Say you’ve got a pipeline for building a new image, but you’d like to also make sure the Docker host redeploys the app whenever it gets updated. (I’m not going to go into how to actually do that (yet?) but this will cover at least being able to SSH and run an arbitrary command.)

Host setup

Create a service account user:

sudo useradd -r -c "Gitlab Deployment User" -s $(which bash) -m gitlab-deploy

Generate a keypair:

sudo -u gitlab-deploy ssh-keygen -t ed25519

base64 encode the private key:

sudo -u gitlab-deploy bash -c 'cat ~/.ssh/id_ed25519 | base64 -w0'

Copy the output and add it as a masked Gitlab CI variable called SSH_PRIVATE_KEY_B64.

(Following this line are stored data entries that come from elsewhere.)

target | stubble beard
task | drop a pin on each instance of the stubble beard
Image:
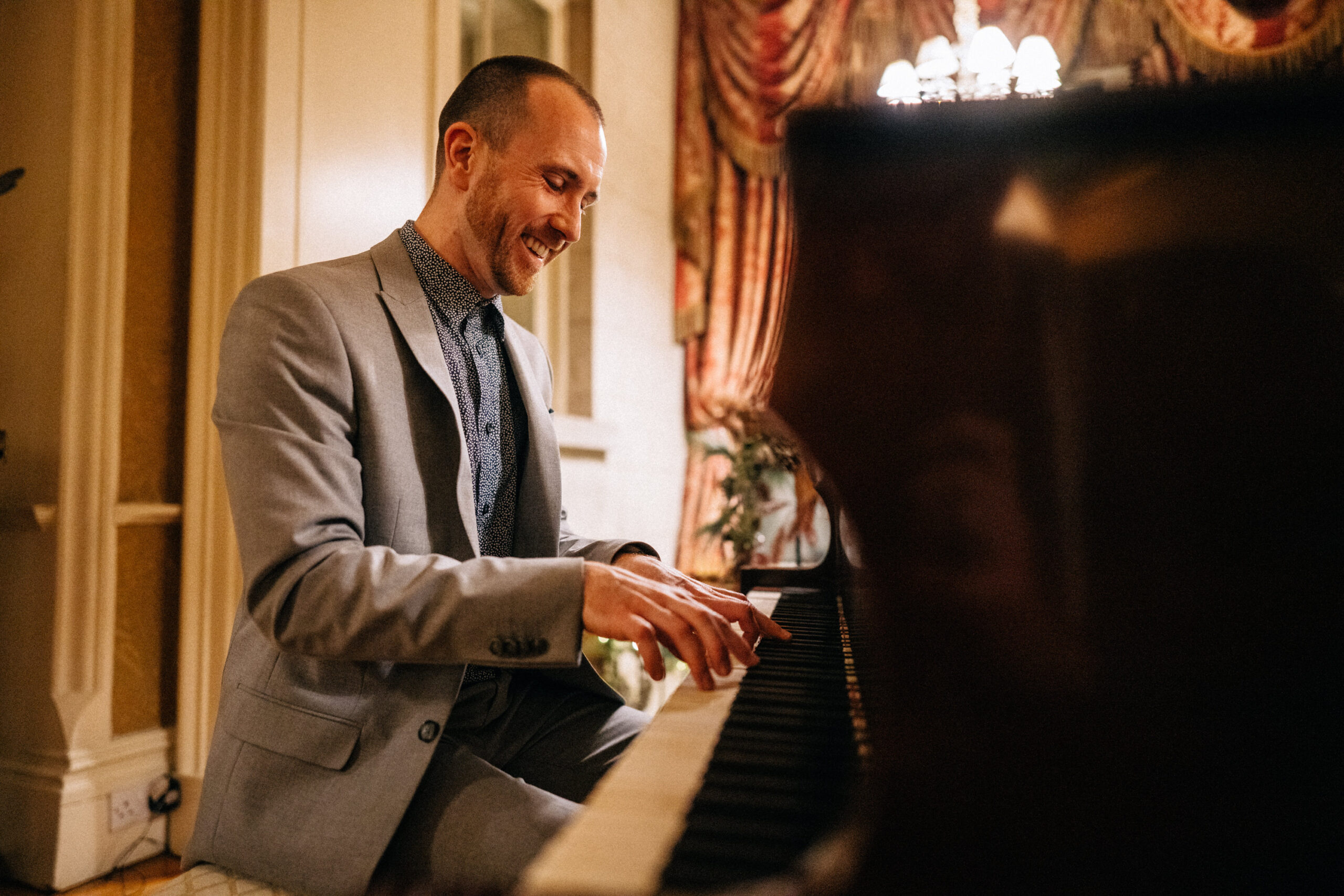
(488, 220)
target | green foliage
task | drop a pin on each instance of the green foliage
(756, 460)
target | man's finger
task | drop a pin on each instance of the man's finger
(651, 656)
(683, 641)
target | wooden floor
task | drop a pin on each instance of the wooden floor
(128, 882)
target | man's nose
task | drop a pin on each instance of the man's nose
(569, 222)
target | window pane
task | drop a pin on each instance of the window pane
(472, 49)
(521, 27)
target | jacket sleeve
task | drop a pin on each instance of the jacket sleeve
(288, 426)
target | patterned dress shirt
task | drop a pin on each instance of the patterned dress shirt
(471, 332)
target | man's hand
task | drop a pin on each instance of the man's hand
(644, 601)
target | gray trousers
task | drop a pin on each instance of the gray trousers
(517, 758)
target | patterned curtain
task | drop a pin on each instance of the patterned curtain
(743, 65)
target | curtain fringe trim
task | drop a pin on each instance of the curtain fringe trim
(1288, 58)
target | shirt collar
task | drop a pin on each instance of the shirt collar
(443, 284)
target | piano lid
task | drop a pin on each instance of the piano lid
(1076, 370)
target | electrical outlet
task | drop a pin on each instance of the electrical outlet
(130, 806)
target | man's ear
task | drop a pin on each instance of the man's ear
(463, 151)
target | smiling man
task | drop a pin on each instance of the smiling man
(405, 700)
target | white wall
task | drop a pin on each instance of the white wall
(637, 364)
(353, 97)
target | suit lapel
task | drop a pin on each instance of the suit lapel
(406, 303)
(537, 529)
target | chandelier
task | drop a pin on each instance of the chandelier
(982, 65)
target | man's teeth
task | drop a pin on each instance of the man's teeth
(536, 246)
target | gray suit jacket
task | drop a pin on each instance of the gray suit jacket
(365, 593)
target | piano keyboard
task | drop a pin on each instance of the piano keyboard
(723, 786)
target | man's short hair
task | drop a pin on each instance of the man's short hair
(492, 99)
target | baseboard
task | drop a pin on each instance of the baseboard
(64, 836)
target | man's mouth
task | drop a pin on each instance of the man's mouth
(537, 248)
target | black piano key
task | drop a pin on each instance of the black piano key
(780, 772)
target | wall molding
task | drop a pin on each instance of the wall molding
(226, 254)
(62, 800)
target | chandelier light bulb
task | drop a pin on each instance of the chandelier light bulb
(899, 83)
(936, 59)
(1037, 66)
(990, 51)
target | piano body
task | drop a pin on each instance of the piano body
(1076, 371)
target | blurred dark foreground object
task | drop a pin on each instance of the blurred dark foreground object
(1077, 371)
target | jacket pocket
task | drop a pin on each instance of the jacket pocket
(282, 727)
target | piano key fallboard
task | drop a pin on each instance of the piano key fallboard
(723, 786)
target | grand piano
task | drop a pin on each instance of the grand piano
(1074, 371)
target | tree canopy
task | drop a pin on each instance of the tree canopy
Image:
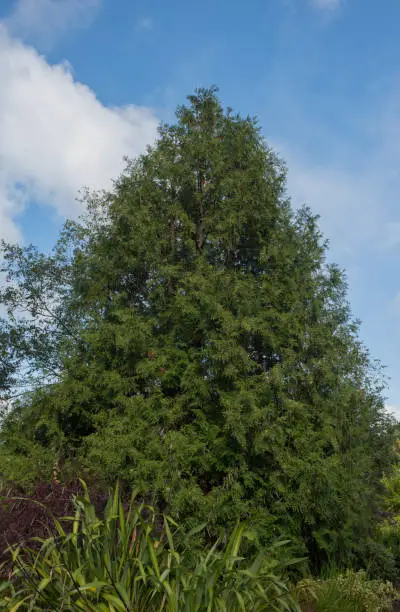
(188, 336)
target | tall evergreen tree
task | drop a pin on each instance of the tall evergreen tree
(216, 366)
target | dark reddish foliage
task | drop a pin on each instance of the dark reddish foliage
(21, 518)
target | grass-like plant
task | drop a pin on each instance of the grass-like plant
(128, 560)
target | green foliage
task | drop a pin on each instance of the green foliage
(198, 346)
(348, 592)
(124, 561)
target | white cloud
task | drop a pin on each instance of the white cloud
(42, 22)
(326, 5)
(394, 410)
(56, 136)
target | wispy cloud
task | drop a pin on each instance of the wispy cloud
(326, 5)
(56, 136)
(42, 22)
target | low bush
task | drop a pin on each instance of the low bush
(127, 560)
(348, 592)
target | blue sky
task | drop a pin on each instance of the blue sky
(84, 82)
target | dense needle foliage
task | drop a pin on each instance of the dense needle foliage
(189, 337)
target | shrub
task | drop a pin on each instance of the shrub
(348, 592)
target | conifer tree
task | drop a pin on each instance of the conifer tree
(216, 365)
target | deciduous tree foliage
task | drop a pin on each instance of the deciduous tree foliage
(201, 348)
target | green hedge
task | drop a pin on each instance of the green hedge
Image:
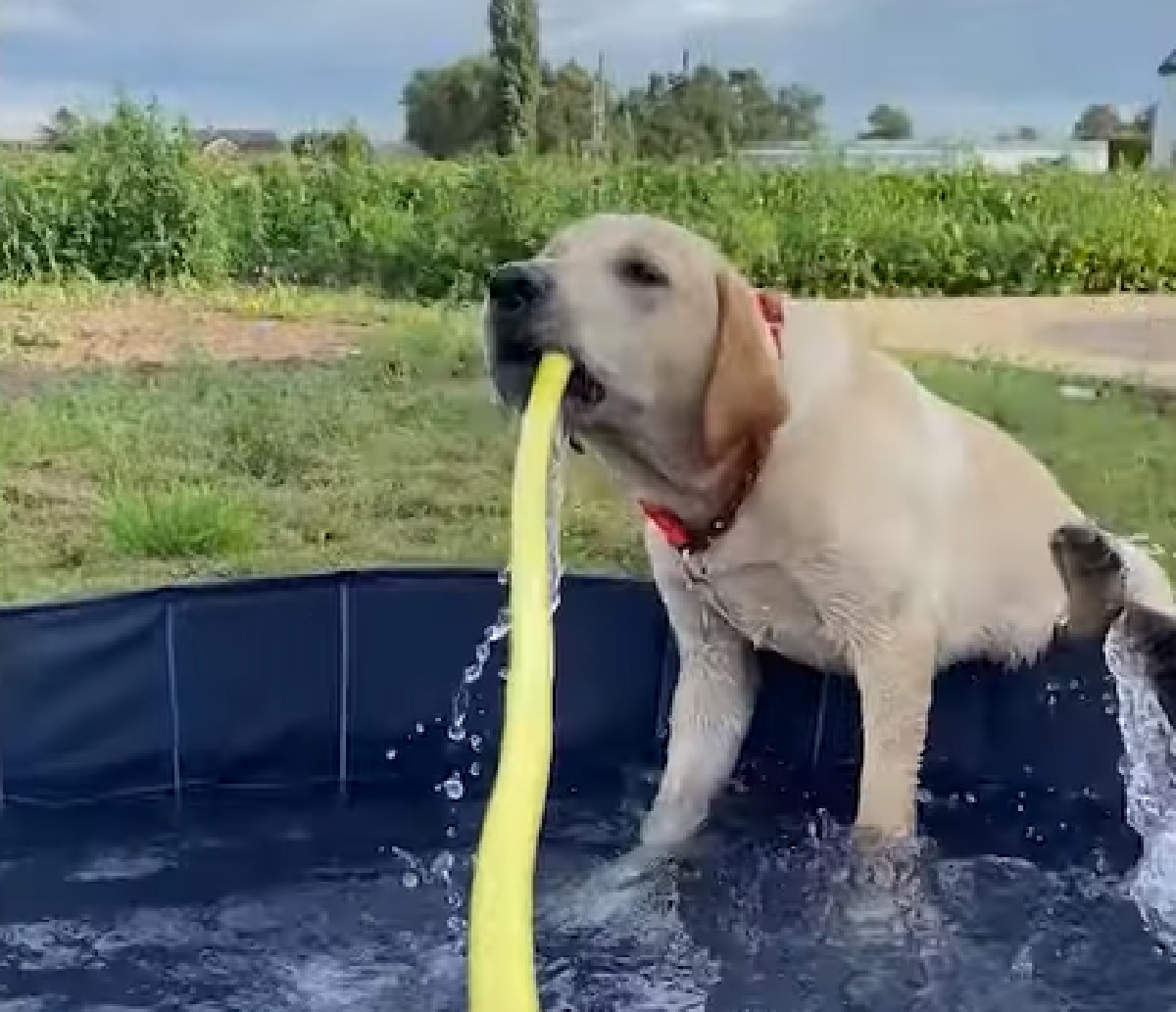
(135, 201)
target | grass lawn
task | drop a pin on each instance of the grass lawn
(123, 477)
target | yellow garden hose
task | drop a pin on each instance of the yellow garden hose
(501, 917)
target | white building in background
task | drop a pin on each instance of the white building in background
(1005, 157)
(1163, 133)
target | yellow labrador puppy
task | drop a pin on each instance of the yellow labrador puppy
(803, 493)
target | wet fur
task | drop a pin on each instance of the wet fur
(1104, 599)
(889, 534)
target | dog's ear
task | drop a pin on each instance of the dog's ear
(744, 400)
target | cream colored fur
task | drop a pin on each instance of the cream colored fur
(889, 534)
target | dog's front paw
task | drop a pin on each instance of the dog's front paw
(669, 825)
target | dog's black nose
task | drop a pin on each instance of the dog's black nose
(517, 287)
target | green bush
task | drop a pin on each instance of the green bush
(136, 202)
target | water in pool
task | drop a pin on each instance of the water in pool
(362, 907)
(252, 906)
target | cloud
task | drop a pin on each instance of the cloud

It needs to be base64 encoded because Gitlab refuses to mask variables containing whitespace. 🙄

copy/append the public key to ~/.ssh/authorized_keys so the account can log in with the key:

sudo -u gitlab-deploy bash -c 'cat ~/.ssh/id_ed25519.pub >> ~/.ssh/authorized_keys'
sudo -u gitlab-deploy bash -c 'chmod 600 ~/.ssh/authorized_keys'

From another machine, capture the public keys of the remote host:

ssh-keyscan -H remote-host.example.com

Copy the output and save it as a file type Gitlab CI variable called “SSH_KNOWN_HOSTS”.

Gitlab setup

In addition to the SSH_PRIVATE_KEY_B64 and SSH_KNOWN_HOSTS CI variables, also create one called SSH_USER_HOST which contains something like gitlab-deploy@remote-host.example.com.

Then use a job like this:

deploy-job:
  stage: deploy 
  image: alpine:latest
  before_script:
    - apk update && apk add openssh-client
    - mkdir -p ~/.ssh 
    - eval $(ssh-agent -s)
    - echo $SSH_PRIVATE_KEY_B64 | base64 -d | tr -d '\r' | ssh-add -
    - cp $SSH_KNOWN_HOSTS ~/.ssh/known_hosts
    - chmod 644 ~/.ssh/known_hosts
  script:
    - ssh $SSH_USER_HOST echo "Hello from \$HOSTNAME"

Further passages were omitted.